The following conclusions were drawn from the study:
- (1)
The model variance and bias of the EXGBDT are less than 15 and 5%, respectively, throughout the basin, which is the least compared with other machine learning techniques considered in this study.
- (2)
The NSE and R2 values are above 0.7 for both the training and testing phases which demonstrate the effectiveness of the model's performance.
- (3)
The comparison of monthly observed and model-predicted discharges during the validation period illustrates the model's ability in representing the peaks and fall in high-, medium-, and low-flow zones.
- (4)
The assessment and comparison of hydrological indices between observed and predicted discharges illustrate the model's ability in representing the baseflow, high-flow, and low-flow statistics.

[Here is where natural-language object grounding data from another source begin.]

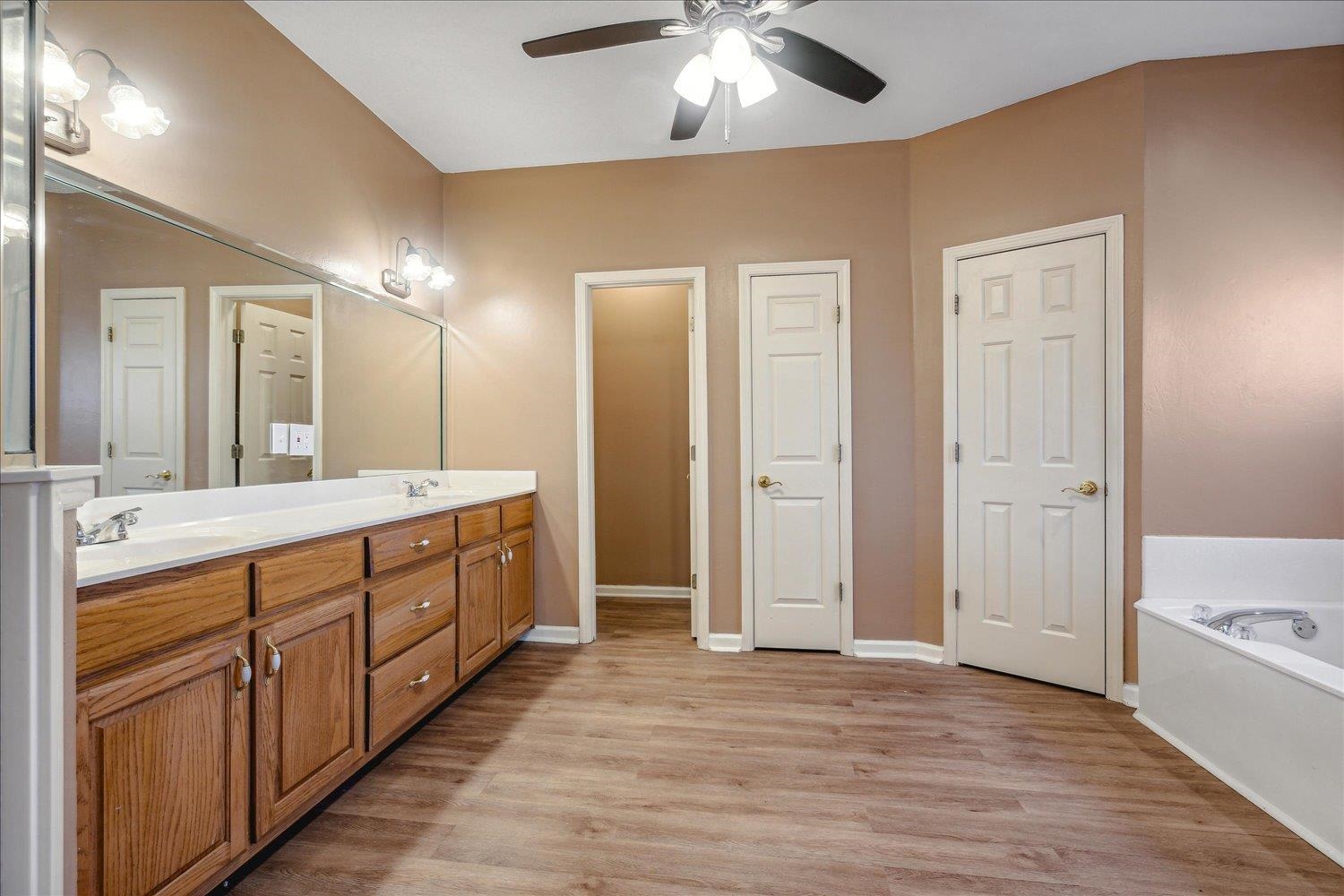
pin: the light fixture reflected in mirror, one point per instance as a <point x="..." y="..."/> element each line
<point x="414" y="265"/>
<point x="131" y="116"/>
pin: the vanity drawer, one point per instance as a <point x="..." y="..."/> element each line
<point x="117" y="625"/>
<point x="398" y="691"/>
<point x="290" y="573"/>
<point x="398" y="613"/>
<point x="516" y="513"/>
<point x="409" y="541"/>
<point x="476" y="525"/>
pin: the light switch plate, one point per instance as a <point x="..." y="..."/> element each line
<point x="300" y="440"/>
<point x="279" y="438"/>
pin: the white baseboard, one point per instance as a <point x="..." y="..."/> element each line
<point x="898" y="650"/>
<point x="723" y="642"/>
<point x="553" y="634"/>
<point x="668" y="591"/>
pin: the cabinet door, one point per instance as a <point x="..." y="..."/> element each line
<point x="478" y="607"/>
<point x="161" y="772"/>
<point x="309" y="705"/>
<point x="516" y="589"/>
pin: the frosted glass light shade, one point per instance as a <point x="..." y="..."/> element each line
<point x="440" y="279"/>
<point x="695" y="83"/>
<point x="59" y="82"/>
<point x="755" y="85"/>
<point x="414" y="266"/>
<point x="731" y="56"/>
<point x="129" y="116"/>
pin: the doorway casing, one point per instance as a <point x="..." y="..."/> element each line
<point x="1113" y="230"/>
<point x="583" y="287"/>
<point x="745" y="441"/>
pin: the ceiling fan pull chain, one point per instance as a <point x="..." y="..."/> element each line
<point x="728" y="113"/>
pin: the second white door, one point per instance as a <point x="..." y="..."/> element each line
<point x="796" y="452"/>
<point x="274" y="386"/>
<point x="1031" y="519"/>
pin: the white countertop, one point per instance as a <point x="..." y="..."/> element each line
<point x="188" y="527"/>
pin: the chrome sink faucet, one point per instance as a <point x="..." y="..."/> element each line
<point x="110" y="530"/>
<point x="419" y="490"/>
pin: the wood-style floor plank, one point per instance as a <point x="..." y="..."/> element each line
<point x="640" y="764"/>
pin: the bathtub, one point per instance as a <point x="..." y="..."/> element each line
<point x="1265" y="716"/>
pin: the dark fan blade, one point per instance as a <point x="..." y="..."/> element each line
<point x="599" y="38"/>
<point x="823" y="66"/>
<point x="688" y="117"/>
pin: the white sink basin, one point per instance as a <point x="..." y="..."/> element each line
<point x="147" y="546"/>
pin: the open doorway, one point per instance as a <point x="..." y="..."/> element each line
<point x="642" y="430"/>
<point x="642" y="437"/>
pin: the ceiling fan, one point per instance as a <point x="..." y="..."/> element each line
<point x="733" y="27"/>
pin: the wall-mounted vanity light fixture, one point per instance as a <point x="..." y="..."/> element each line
<point x="62" y="88"/>
<point x="414" y="265"/>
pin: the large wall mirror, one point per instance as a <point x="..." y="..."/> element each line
<point x="179" y="362"/>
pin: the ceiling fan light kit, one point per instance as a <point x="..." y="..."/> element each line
<point x="737" y="56"/>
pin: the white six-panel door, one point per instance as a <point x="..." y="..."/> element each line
<point x="795" y="445"/>
<point x="274" y="386"/>
<point x="142" y="394"/>
<point x="1031" y="544"/>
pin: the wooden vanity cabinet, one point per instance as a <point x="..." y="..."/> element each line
<point x="478" y="633"/>
<point x="161" y="774"/>
<point x="218" y="702"/>
<point x="516" y="584"/>
<point x="309" y="705"/>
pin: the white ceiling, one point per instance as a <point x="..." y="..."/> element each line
<point x="452" y="81"/>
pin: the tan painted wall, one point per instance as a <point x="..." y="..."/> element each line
<point x="368" y="352"/>
<point x="1067" y="156"/>
<point x="1222" y="137"/>
<point x="1244" y="284"/>
<point x="263" y="142"/>
<point x="519" y="237"/>
<point x="642" y="427"/>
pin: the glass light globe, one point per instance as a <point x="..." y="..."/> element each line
<point x="695" y="83"/>
<point x="129" y="116"/>
<point x="440" y="279"/>
<point x="414" y="266"/>
<point x="59" y="82"/>
<point x="755" y="85"/>
<point x="731" y="56"/>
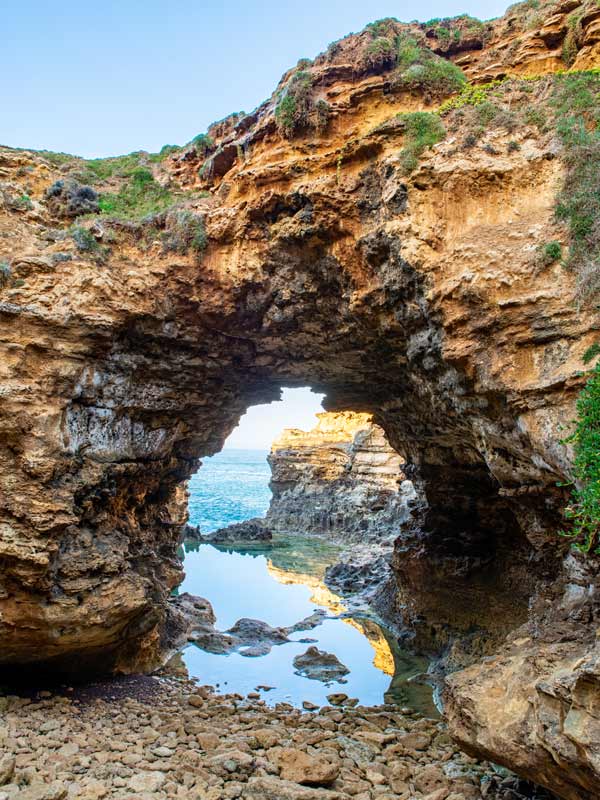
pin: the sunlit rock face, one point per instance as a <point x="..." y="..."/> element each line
<point x="341" y="478"/>
<point x="411" y="298"/>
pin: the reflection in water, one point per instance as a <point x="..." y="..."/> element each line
<point x="281" y="583"/>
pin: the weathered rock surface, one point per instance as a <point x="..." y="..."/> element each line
<point x="341" y="478"/>
<point x="251" y="530"/>
<point x="416" y="299"/>
<point x="320" y="666"/>
<point x="168" y="739"/>
<point x="536" y="703"/>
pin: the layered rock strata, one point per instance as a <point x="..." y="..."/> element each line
<point x="341" y="478"/>
<point x="416" y="295"/>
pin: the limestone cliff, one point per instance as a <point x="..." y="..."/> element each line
<point x="341" y="478"/>
<point x="346" y="237"/>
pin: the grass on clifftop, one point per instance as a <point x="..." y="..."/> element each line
<point x="584" y="510"/>
<point x="422" y="130"/>
<point x="138" y="197"/>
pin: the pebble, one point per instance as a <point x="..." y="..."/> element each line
<point x="188" y="743"/>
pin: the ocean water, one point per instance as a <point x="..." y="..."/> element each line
<point x="281" y="583"/>
<point x="229" y="487"/>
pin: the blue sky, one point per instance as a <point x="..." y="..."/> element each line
<point x="99" y="79"/>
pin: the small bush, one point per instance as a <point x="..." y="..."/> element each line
<point x="584" y="510"/>
<point x="203" y="143"/>
<point x="84" y="240"/>
<point x="382" y="27"/>
<point x="322" y="114"/>
<point x="292" y="113"/>
<point x="551" y="252"/>
<point x="422" y="130"/>
<point x="5" y="273"/>
<point x="140" y="196"/>
<point x="69" y="198"/>
<point x="381" y="53"/>
<point x="419" y="69"/>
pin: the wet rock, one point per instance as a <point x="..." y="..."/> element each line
<point x="275" y="789"/>
<point x="300" y="767"/>
<point x="251" y="530"/>
<point x="320" y="666"/>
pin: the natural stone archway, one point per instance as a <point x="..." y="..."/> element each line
<point x="415" y="295"/>
<point x="117" y="392"/>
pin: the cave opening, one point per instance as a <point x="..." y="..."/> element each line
<point x="289" y="542"/>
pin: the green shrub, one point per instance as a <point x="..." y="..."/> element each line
<point x="117" y="166"/>
<point x="322" y="114"/>
<point x="202" y="143"/>
<point x="576" y="98"/>
<point x="5" y="273"/>
<point x="381" y="52"/>
<point x="382" y="27"/>
<point x="551" y="252"/>
<point x="293" y="110"/>
<point x="583" y="512"/>
<point x="84" y="240"/>
<point x="421" y="130"/>
<point x="140" y="196"/>
<point x="419" y="69"/>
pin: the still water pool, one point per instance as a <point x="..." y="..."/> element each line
<point x="281" y="583"/>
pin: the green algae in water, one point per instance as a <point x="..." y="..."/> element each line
<point x="280" y="583"/>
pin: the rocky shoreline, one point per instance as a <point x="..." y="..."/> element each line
<point x="164" y="737"/>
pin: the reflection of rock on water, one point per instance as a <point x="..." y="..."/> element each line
<point x="321" y="595"/>
<point x="383" y="659"/>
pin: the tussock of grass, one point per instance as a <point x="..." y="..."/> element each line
<point x="139" y="197"/>
<point x="422" y="130"/>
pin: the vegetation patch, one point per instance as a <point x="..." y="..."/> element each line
<point x="420" y="69"/>
<point x="583" y="512"/>
<point x="5" y="273"/>
<point x="184" y="231"/>
<point x="138" y="197"/>
<point x="421" y="130"/>
<point x="576" y="100"/>
<point x="297" y="109"/>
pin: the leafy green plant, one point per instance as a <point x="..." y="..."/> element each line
<point x="551" y="252"/>
<point x="5" y="273"/>
<point x="421" y="130"/>
<point x="421" y="69"/>
<point x="381" y="52"/>
<point x="140" y="196"/>
<point x="84" y="240"/>
<point x="202" y="143"/>
<point x="583" y="512"/>
<point x="292" y="112"/>
<point x="576" y="98"/>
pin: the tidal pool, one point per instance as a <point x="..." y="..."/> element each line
<point x="282" y="583"/>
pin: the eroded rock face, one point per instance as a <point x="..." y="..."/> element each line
<point x="415" y="299"/>
<point x="341" y="478"/>
<point x="535" y="705"/>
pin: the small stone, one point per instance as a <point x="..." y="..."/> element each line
<point x="337" y="698"/>
<point x="147" y="781"/>
<point x="7" y="769"/>
<point x="300" y="767"/>
<point x="163" y="752"/>
<point x="52" y="791"/>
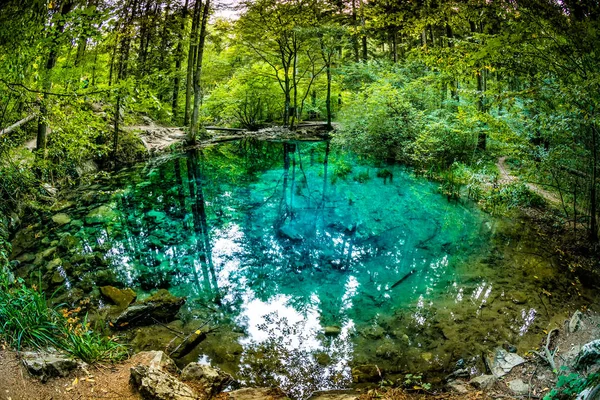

Simulating streamflow and predicting discharge are essential for water resource planning and management especially in large-scale river basins. The proposed machine learning technique demonstrates significant improvement in model efficiency by dropping variance and bias, which in turn improves the replicability of local-scale hydrology. The present study considered streamflow discharge simulation of individual station projection and performance. However, simulation based on stream order is not performed in this study which can be considered as the future direction in improvement of the model performance.
DATA AVAILABILITY STATEMENT
All relevant data are included in the paper or its Supplementary Information.